With the authorial luxury of a mere chronicler, she airs the deep prejudices that the best and worst of people harbour within themselves. So Lola freely rants against “Neps”, and Uncle Potty against “Amul” cheese, which is preferred in a Darjeeling restaurant over his home-made one. Gyan mocks Sai’s anglicised status, and Sai hits back at him,

saying anglicised life provides the standard against which to judge oneself. But no one is sure.

They are reacting in anger, in helplessness. Because all they want is not political certainty as much as emotional solace. And that is not to be had.

That is the harsh truth.

It is this novelist’s poise to state the viewpoints of different people clashing with each other that makes this book worth reading. The author’s strict neutrality about the pros and cons of the issues at stake in the lives of the people of her novel enables her to present the clashing world views. The world is complex, people have to make so many compromises to live in it and prejudice is one of the ways of coming to terms with it. So, she does not judge the apparently unjust violent acts and attitudes of the GNLF boys. She does not hold a brief for the Nepalis-in-India. She shows that the eruption was inevitable because the old hierarchies do not work any more.

Sai comes to terms with life, too. But she takes a different route. There is a growing awareness that she is not alone in the world, and that her story is not too important. And that her sense of self-importance and self-pity was misplaced. But Desai makes the only mistake in the whole novel. She lets Sai philosophise: “The simplicity of what she’d been taught wouldn’t hold. Never again could she think there was but one narrative and that this narrative belonged only to herself, that she might create her own tiny happiness and live safely within it.”

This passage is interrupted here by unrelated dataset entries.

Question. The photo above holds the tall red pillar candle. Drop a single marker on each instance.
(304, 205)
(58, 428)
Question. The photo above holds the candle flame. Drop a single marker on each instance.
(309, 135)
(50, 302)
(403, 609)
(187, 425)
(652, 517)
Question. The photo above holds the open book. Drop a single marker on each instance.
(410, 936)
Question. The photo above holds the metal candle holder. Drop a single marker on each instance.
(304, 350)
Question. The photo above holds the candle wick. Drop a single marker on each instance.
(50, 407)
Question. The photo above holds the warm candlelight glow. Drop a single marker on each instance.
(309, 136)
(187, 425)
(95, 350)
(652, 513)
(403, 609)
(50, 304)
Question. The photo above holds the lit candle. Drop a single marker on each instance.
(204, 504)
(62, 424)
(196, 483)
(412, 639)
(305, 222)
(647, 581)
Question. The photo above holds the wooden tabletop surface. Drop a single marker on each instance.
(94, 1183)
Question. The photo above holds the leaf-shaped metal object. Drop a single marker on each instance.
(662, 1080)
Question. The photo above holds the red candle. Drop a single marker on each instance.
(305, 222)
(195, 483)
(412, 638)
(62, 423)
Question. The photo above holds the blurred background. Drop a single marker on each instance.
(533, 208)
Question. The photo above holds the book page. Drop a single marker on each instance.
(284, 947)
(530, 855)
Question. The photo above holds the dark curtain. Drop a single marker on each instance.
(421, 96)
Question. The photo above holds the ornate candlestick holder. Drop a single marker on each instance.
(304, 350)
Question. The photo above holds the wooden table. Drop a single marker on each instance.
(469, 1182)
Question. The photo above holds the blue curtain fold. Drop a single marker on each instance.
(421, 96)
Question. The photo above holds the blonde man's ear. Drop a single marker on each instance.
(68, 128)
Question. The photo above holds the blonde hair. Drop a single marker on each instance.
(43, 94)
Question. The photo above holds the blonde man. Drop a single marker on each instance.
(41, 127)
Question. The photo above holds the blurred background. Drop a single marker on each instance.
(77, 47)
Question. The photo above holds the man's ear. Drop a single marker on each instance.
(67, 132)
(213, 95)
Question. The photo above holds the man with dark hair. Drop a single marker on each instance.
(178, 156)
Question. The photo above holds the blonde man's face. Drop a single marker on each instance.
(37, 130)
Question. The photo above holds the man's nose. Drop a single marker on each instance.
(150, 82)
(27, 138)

She has shown enough before this about Sai’s growing awareness of her self-absorption and its inadequacies. There was no need for an explicit declaration. What should have been left to the reader to conclude, is proclaimed by Sai herself. However, this is not a major flaw. The novel has its own strengths of authenticity and conviction of the individuals who people its landscape.

The Inheritance of Loss is a political novel as any good novel should be, but there is no insignia to declare its politics. Desai takes care to focus on the lives of the people, and politics enters it like dust and mist and aroma. It suffuses the lives of the people, and the people are enveloped in it without being aware of it. They are bust facing the crises of their little lives.